The series endured until 1986, three years beyond the release of Return of the Jedi, and it eventually comprised 107 issues, plus three double-sized “annuals.” However, my own interest in it waned following the release of The Empire Strikes Back. The Marvel writers struggled to figure out how to handle Han Solo’s absence — remember, he was frozen in carbonite between the two movies, with an uncertain fate ahead of him — and the comics just weren’t the same without my favorite character in the mix. I never have gotten around to reading the later issues. But the issues published between the first two movies, in particular the story arcs involving the waterworld Drexel and a giant casino in space known as The Wheel, remain among my very favorite of all Star Wars stories.
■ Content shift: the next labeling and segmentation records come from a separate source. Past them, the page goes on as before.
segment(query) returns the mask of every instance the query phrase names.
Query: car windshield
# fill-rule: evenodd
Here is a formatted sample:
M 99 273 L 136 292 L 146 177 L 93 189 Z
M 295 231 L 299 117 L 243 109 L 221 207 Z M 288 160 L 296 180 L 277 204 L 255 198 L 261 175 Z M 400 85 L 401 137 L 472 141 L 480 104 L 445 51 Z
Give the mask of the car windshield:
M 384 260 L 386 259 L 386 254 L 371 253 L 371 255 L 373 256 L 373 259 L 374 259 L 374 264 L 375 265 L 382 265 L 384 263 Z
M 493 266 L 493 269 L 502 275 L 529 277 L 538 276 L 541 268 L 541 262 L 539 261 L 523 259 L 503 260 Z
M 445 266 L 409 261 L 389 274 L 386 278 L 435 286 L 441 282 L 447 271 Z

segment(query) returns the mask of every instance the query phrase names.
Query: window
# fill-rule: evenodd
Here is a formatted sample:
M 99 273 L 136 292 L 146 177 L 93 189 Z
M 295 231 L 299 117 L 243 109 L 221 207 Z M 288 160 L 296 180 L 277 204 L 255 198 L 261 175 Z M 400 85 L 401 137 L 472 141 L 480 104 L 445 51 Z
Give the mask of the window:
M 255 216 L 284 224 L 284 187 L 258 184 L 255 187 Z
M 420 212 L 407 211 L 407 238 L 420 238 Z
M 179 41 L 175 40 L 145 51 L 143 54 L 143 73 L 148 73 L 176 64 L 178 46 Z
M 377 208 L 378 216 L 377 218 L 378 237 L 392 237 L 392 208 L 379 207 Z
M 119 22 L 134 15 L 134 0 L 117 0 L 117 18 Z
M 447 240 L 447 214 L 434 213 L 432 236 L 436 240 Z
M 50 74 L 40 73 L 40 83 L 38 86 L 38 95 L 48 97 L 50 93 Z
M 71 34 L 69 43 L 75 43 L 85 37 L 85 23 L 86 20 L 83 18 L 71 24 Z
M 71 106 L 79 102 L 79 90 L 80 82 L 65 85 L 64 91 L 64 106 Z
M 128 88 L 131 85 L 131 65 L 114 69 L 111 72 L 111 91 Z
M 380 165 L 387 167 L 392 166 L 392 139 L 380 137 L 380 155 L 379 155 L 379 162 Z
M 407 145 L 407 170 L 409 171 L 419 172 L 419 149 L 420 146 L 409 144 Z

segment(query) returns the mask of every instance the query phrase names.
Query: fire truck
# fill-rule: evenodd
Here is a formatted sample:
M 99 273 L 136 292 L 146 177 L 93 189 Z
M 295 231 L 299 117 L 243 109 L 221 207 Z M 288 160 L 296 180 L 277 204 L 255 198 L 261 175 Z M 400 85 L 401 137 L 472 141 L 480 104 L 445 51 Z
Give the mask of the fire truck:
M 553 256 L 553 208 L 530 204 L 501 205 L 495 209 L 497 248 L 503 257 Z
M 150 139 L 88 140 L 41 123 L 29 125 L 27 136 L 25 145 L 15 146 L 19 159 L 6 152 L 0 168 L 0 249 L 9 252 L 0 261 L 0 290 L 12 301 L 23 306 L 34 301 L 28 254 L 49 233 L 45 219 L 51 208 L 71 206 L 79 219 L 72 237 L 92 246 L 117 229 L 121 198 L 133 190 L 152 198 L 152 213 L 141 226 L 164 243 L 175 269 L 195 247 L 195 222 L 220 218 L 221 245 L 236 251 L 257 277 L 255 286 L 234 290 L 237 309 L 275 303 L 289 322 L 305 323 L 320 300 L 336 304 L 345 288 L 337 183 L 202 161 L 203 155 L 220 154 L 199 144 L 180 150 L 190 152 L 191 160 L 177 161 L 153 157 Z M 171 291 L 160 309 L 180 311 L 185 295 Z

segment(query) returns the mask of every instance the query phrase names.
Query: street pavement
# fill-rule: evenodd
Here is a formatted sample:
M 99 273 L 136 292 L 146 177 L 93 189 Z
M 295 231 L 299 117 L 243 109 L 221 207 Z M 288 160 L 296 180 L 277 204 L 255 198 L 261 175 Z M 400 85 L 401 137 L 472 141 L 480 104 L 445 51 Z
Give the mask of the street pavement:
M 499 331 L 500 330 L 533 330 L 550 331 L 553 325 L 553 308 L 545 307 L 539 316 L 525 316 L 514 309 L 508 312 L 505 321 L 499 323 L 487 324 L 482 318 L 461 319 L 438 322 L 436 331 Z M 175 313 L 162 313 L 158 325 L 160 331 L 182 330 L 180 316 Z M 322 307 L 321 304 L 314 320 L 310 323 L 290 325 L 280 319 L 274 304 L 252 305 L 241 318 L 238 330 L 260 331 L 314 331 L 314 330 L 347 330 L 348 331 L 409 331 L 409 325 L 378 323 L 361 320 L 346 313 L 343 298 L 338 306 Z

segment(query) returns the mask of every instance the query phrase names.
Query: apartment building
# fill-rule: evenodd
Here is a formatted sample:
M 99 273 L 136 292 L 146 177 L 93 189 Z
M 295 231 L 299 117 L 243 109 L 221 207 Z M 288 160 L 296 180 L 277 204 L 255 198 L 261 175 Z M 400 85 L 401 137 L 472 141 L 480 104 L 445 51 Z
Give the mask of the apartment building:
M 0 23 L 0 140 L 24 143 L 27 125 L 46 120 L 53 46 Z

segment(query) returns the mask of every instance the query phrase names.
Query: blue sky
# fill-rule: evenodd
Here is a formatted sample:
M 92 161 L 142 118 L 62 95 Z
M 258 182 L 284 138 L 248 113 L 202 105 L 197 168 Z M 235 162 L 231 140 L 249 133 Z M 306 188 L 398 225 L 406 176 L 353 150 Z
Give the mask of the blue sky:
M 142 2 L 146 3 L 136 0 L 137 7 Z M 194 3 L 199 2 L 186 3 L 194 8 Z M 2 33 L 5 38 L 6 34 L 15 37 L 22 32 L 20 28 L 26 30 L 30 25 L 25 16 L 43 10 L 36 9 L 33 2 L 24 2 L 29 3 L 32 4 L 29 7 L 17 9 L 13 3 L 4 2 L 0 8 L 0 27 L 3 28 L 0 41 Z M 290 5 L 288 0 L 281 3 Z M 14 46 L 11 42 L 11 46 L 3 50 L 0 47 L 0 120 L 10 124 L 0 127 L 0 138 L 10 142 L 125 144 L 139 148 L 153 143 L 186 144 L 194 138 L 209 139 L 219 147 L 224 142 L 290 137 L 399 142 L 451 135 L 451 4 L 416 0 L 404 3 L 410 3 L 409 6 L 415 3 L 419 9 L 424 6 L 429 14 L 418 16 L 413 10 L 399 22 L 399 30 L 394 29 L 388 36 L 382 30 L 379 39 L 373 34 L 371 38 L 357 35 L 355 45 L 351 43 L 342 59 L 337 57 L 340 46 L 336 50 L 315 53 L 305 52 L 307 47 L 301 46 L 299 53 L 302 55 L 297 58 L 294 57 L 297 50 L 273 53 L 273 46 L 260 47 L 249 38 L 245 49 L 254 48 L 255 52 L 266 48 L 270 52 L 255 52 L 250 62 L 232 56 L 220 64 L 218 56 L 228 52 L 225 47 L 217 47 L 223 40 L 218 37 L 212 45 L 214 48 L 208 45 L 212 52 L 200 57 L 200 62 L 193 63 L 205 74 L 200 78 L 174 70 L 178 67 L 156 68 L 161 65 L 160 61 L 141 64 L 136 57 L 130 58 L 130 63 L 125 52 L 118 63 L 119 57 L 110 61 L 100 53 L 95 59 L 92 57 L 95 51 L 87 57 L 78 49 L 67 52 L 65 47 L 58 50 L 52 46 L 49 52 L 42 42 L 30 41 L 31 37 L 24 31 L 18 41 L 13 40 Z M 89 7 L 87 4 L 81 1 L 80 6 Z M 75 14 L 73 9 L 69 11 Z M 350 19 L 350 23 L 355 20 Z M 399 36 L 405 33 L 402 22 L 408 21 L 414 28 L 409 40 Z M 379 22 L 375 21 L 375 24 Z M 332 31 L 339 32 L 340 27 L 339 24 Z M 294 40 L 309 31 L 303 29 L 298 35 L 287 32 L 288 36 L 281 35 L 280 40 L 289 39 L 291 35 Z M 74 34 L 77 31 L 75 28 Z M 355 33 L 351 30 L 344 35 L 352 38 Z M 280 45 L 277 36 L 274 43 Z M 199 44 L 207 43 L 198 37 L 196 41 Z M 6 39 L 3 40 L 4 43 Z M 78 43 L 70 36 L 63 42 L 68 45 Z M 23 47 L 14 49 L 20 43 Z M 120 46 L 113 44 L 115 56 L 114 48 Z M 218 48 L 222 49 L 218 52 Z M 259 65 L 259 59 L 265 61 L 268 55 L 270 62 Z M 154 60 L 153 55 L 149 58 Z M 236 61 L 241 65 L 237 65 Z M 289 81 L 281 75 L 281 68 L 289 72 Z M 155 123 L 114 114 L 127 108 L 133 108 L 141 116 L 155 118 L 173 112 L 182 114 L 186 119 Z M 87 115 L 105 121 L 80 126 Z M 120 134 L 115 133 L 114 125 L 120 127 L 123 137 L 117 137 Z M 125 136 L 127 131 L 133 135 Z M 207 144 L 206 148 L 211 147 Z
As it happens, this span coincides with the bulk of Carmine Infantino’s work on the series.
Infantino served as a penciler on the interior art, meaning he was responsible for the overall look of the comics he worked on. He also did quite a few of the covers, including the one pictured above, the one I remember being so excited about when I was eight. His style was somewhat peculiar — I remember one snarky letter-to-the-editor that asked if the artist used a T-square to draw everybody’s jawlines — but it was effective. His renditions of Our Heroes looked nothing like the actors who played them on screen, but they did look like the characters, if that makes sense. At least they did to me. During that interminably long gap between the movies, his Han Solo, Luke Skywalker, and Princess Leia were more vividly those characters in my mind than Harrison Ford, Mark Hamill, and Carrie Fisher were. I owe him a tremendous debt for helping to make that delay tolerable… and for giving me so many great images that I still carry with me today.
I had a really great childhood, when I think about it.